The Amazon of India is not Flipkart; Why should It be?

In a piece in Quartz, titled, The Amazon of India is not Flipkart—its Amazon, which was fairly well discussed in social media, online commentator and venture capitalist, Mahesh Murthy, returns to his familiar territory: criticizing Flipkart.

With a provocative headline like that and a very engaging style of writing — he is surely one of the few people in Indian Internet business who knows the subject and knows how to write—it is no wonder that the article has become such a hit on social media.

But then, appreciating someone’s writing style is one thing; accepting the arguments is another. There are still some old fashioned people out there, who still look for “uncool” facts and “cold” logic?

The question here is: beyond the rhetoric, how valid are the arguments?

The author argues that analysts may be club BRIC countries together to conclude that they will have their own Internet brands and they may be largely right, but India certainly is an exception. Here is what he says.

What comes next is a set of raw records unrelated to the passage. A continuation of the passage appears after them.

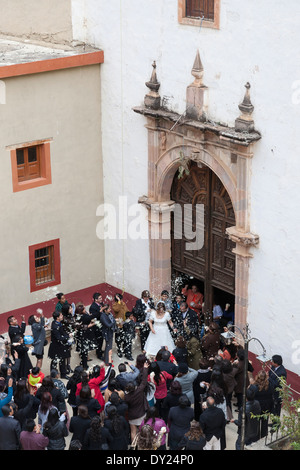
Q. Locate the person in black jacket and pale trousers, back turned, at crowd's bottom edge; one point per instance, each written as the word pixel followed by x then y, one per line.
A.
pixel 213 423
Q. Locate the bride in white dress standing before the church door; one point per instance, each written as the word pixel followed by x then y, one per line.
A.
pixel 159 335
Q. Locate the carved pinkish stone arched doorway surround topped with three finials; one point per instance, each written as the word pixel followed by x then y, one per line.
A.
pixel 174 141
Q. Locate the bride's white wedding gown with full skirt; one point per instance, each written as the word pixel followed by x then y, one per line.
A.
pixel 162 335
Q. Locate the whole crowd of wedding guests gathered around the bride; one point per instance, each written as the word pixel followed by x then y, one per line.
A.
pixel 177 393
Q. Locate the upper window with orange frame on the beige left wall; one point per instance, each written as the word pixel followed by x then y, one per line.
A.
pixel 30 163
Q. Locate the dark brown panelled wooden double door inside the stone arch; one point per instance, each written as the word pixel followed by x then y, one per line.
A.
pixel 212 264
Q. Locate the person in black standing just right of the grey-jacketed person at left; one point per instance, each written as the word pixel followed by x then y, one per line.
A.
pixel 59 345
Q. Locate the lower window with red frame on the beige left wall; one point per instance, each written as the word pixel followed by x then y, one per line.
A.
pixel 44 265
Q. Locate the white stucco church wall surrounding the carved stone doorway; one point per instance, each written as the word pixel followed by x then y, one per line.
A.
pixel 257 42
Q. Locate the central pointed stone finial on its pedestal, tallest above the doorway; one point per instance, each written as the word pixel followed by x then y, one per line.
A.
pixel 197 93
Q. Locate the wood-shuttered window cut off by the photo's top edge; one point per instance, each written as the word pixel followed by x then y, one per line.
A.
pixel 199 13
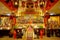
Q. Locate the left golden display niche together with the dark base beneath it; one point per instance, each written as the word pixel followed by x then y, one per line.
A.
pixel 5 26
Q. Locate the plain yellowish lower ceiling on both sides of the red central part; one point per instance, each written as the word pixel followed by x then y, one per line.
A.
pixel 54 9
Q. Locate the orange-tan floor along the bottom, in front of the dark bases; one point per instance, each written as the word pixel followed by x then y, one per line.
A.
pixel 44 38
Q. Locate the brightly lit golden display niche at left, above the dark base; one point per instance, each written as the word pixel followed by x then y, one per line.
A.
pixel 5 23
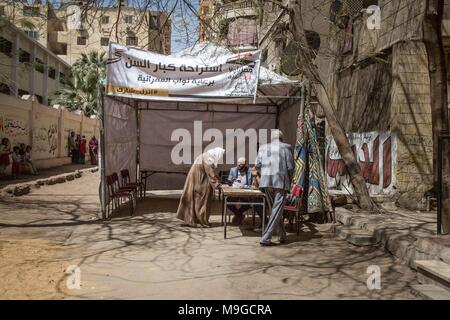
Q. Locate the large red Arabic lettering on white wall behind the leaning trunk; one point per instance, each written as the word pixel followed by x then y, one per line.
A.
pixel 376 156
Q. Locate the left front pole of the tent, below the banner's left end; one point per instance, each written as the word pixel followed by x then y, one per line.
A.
pixel 101 96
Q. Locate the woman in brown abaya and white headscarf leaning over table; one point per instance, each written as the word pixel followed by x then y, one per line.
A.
pixel 196 199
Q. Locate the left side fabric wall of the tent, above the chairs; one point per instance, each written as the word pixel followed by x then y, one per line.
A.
pixel 120 137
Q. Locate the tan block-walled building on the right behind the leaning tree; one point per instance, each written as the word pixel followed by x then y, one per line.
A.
pixel 382 94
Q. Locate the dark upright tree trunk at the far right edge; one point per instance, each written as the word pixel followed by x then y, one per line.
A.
pixel 432 37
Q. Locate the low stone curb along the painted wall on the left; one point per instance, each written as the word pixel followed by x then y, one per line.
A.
pixel 20 189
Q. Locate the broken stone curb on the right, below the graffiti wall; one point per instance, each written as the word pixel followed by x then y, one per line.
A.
pixel 396 238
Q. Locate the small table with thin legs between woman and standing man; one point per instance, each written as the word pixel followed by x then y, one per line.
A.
pixel 245 194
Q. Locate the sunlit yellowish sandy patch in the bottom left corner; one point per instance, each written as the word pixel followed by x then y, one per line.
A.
pixel 30 269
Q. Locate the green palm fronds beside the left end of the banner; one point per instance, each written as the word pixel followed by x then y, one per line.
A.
pixel 82 95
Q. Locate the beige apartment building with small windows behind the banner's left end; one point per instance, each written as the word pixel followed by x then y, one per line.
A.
pixel 74 30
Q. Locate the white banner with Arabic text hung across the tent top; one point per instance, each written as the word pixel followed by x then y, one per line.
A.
pixel 135 73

Perhaps it’s the BRIC curse. Many analysts have traditionally put forth the idea that Brazil, Russia, India and China will have their own equivalents of Google, Amazon, Facebook, Twitter and eBay and hence those are the firms one should fund and look out for in each country. It almost holds true, too: the Google of Russia is Yandex, and of China is Baidu. The Facebook of Russia is VKontakte and that of China is RenRen. The Amazon of Russia is Ozon and its Chinese equivalent is Jingdong or JD. And the Twitter of China is Weibo while its eBay is Alibaba.

The analogy falls apart in India. The Google of India is Google, with a 95%+ share of the market. The Facebook of India is Facebook. The Twitter of India is Twitter. The eBay of India is eBay. And hey, there’s reason to believe that the Amazon of India could well be Amazon, too. India, with its English-speaking Internet base and open-to-business government is probably more part of the US-UK internet brand ambit—the vast majority of Quora’s users, for instance, are from India. While China and Russia are almost on different dot-com planets.

Winning in India will probably mean you have to evade the paths where the large US players are, and build new ones. As JustDial and RedBus have shown. (Disclosure: I used to be an investor in RedBus.) It’s commonly known that Amazon turned down an offer to buy Flipkart a couple of years ago, and decided to go its own way.

No matter how engaging read it is, there are some fundamental flaws with the line of argumentation. Here is why

  1. BRICS is not just China, Russia. While South Africa is omitted (the original GS term was BRIC anyway; wasn’t it?), Brazil is not referred to show that India is so unique. Why? Just in case you wonder, here are the facts: Google has more than 95% share in both these markets; as in India.
  2. When Google and FB started, Indians, whose primary language on computers is English had no problem in using them, overwhelmingly started using them. So, no one really thought of creating a local product. It is not that there were five big Indian names and these companies came and killed them.
  3. On the other hand, by the time Amazon started in India, Flipkart was already a big brand name.
  4. And finally, the fact. Ebay, the only brand above to have an offline component of business and hence requires more to succeed than Indians’ comfort level with English, entered India by acquiring Bazee, an Indian company, modeled exactly on Ebay
  5. Also, what is conveniently ignored is that India’s top travel site (Travelocity of India, if you like) is not Travelocity, but Makemytrip; top job site in India is not Monster, but Naukri.
  6. And finally, this is a subjective argument, though, there is no reason to believe that Flipkart has done any less innovations than say Redbus (disclosure: I or no one among my friends and family has any interest in either of the companies). But then, that is a separate topic, for another day.

The point I am making is not that Flipkart will win against Amazon or the other way around. Let them compete and let the best guy win. That will be in the interest of consumers.

But let us not get carried away by “selective” facts.